微卫星分子标记开发操作指南8.doc

微卫星分子标记开发操作指南 1、250ng DNA酶切（DNA必须比较纯） 反应体系：ddH20 17.25μL 10X buffer R 2.5μL MseⅠ(10U/ μL ) 0.25uL（ 2.5U） DNA(50ng/μL) 5μL 总反应体系25μL , PCR仪 内37℃ ,3h酶切,65℃，15分钟失活。电泳检测：1.5%的琼脂糖，150V 电泳20min，点样量约9μL-10μL，剩余的15μL用于连接。 2、酶切后的产物连接。 反应体系： ddH20 8.8μL MseⅠ接头 1uM (3μL) 即1pmol/μL 0.405nmol/μl = 405 pmol/μl T4 buffer 3μL T4 DNA ligase(5U/ μL ) 0.2μL(1u) 酶切后DNA 15 μL 总反应体系30μL , PCR仪 内37℃ ,2h或21℃，过夜连接，65℃10min失活。 MseⅠ接头5’-TACTCAGGACTCAT-3’/ 5’-GACGATGAGTCCTGAG-3’ 接头：10μL 100pmol/μL+90μLddH2O=100μL 10pmol/μL 3、连接的产物用灭菌蒸馏水稀释10倍（10μL酶切产物+90μL水） 4、稀释的连接产物预扩增。 反应体系： 无菌水 9.6μL Taq DNA聚合酶 buffer 1 X 2μL MgCl2 1.5mM 2μL MseⅠ-N primer 120ng 1μL dNTPs 200uM 0.2μL Taq DNA聚合酶 0.4U 0.2μL 稀释的连接产物 5 μL 5μL 总反应体系20μL。 反应条件为： 94℃ 30s， 53℃ 60s，72℃ 60s，14-26个循环（循环数需优化14-17-20-23-26） MseⅠ-N 引物为：5’-GATGAGTCCTGAGTAAN-3’，N表示包括所有4种可能的选择碱基N=A，T，C，G,1.5%琼脂糖电泳检测 5、最佳反应条件下，PCR重新扩增一次，获得几百ng的扩增产物，试剂盒纯化。 6、杂交 * 5’端生物素化的探针的选择：常见的几种探针： （AC）15，（CT）15，（GA）15，（CAA）10，（AAG）8，（GATA）7，（ACCT）6 *250 ng -500 ng扩增的DNA与50-80 pmol 的生物素化的探针混合，加入总体积100 μL的SSC X4.2和SDS 0.07%中（即 21μL SSC X10加0.7 μL SDS 10%，加水至100 μL）。
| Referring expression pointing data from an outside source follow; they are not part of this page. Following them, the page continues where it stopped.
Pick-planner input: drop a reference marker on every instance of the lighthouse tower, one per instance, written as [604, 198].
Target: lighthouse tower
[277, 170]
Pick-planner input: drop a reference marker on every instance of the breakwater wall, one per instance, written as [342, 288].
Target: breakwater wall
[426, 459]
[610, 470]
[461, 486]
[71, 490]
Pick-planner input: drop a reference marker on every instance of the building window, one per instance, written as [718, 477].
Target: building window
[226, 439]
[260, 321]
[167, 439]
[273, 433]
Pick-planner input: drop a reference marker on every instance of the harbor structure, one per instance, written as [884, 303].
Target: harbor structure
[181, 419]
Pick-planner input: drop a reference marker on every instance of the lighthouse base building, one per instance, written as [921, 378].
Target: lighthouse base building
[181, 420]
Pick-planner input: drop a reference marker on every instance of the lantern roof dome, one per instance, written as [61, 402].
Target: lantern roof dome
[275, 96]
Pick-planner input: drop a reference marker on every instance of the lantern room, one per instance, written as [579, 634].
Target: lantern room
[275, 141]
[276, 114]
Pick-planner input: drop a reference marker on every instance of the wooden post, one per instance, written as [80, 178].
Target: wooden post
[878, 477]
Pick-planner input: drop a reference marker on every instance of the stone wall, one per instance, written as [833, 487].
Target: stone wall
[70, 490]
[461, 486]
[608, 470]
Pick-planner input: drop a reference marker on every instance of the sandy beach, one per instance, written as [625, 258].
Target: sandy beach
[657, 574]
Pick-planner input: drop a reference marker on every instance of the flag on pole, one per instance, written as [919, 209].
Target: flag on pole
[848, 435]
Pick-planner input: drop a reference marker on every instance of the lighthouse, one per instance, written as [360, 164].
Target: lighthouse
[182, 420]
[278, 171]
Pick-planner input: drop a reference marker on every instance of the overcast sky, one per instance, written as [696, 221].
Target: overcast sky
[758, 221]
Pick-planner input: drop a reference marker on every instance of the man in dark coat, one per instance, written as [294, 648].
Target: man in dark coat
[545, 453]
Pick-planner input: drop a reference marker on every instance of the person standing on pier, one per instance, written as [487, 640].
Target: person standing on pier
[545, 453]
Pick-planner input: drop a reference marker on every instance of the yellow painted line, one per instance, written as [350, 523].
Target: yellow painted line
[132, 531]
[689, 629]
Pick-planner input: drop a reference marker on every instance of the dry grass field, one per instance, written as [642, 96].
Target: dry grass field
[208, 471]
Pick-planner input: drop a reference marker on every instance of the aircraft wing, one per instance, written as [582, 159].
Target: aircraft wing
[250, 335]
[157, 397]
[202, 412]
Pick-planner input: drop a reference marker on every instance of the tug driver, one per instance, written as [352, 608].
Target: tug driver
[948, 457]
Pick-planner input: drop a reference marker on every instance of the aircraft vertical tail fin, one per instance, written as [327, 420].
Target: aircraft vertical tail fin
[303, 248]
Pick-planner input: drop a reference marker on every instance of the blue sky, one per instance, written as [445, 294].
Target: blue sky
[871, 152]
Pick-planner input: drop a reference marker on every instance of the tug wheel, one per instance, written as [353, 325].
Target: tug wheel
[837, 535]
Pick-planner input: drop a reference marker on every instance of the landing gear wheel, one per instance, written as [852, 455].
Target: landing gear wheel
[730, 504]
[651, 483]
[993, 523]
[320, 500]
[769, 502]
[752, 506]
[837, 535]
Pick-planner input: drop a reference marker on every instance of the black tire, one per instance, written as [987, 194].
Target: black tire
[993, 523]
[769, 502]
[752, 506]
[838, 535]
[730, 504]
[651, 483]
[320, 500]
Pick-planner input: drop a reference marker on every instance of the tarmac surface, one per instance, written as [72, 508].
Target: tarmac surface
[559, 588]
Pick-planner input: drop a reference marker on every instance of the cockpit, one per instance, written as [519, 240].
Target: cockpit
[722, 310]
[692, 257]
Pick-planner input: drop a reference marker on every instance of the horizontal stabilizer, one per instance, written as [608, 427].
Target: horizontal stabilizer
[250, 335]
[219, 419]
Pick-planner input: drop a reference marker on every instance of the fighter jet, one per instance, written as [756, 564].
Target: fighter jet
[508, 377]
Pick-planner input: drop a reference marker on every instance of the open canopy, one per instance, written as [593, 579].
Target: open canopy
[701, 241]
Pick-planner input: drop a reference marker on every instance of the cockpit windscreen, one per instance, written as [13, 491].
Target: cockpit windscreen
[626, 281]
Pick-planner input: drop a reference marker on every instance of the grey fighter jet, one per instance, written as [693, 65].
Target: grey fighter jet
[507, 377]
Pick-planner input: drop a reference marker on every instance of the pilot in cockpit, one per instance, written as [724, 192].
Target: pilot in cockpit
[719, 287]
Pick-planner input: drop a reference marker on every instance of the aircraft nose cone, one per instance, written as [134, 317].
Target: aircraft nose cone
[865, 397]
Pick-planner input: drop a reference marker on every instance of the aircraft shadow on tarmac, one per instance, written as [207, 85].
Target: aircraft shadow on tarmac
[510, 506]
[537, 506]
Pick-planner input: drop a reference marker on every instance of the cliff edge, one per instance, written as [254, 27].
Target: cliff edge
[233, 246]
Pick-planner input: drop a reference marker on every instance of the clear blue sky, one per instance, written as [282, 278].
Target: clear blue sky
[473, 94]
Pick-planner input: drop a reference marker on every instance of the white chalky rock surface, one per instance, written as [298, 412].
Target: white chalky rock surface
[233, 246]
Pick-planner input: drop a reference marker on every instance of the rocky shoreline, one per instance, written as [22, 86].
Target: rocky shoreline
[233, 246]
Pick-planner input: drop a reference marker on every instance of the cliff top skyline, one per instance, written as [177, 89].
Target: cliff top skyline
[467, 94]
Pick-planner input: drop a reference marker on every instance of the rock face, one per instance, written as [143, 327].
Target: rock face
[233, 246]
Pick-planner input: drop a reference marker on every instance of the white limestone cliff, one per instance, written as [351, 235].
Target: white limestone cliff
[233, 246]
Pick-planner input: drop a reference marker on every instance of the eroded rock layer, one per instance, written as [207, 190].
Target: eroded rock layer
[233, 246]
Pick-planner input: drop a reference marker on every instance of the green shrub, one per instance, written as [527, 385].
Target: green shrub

2 μg的DNA与200pmol 的探针在终体积500μL终浓度0.5 X SSC 溶液中，60℃杂交2小时。 * 95℃ 3min变性，室温，15min退火 7、富集 纯化的带接头的DNA（2-2.5微克）约30-50μL，95℃变性5分钟，与3’端生物素化的（CA）10或（GA）10 或5’生物素化探针（60℃杂交2h）mg 的磁珠用TEN100（10 mM Tris-HCl, 1mM EDTA, 100mM NaCl, pH 7.5） * 15000转，离心1min，（以便查找失败原因） *非严格冲洗： 加入400μL的TEN1000（（10 mM Tris-HCl, 1mM EDTA, 1M NaCl, pH 7.5）, 室温下轻柔混合5min，15000转，离心1min，上清转移至另一管中保存备用。重复2次。